Model scoring system

Every model is scored across four dimensions (0-100 each):
DimensionWhat it measures
QualityParameter count, model family reputation, quantization penalty, task alignment
SpeedEstimated tokens/sec based on backend, params, and quantization
FitMemory utilization efficiency (sweet spot: 50-80% of available memory)
ContextContext window capability vs target for the use case
Dimensions are combined into a weighted composite score.
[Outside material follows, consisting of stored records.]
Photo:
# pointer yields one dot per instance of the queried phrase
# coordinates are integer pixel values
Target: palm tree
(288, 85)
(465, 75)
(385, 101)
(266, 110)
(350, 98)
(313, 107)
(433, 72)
Weights vary by use-case category:
  • Coding: Quality 0.40, Speed 0.25, Fit 0.25, Context 0.10
  • Reasoning: Quality 0.55, Speed 0.15, Fit 0.20, Context 0.10
  • Chat: Speed 0.35, Quality 0.30, Fit 0.25, Context 0.10
  • General: Balanced weighting across all dimensions

TUI and CLI modes

llmfit ships with two interfaces: Interactive TUI (default)
llmfit
Launches a full-screen terminal interface with:
  • Real-time filtering and search
  • Keyboard-driven navigation (vim-style j/k or arrow keys)
  • Model detail view with memory breakdown
  • Hardware planning mode for “what hardware do I need?” questions
  • 6 color themes (Dracula, Solarized, Nord, Monokai, Gruvbox, Default)
Classic CLI mode
llmfit --cli
llmfit fit --perfect -n 5
llmfit recommend --json --use-case coding
Outputs tables or JSON for scripting and automation.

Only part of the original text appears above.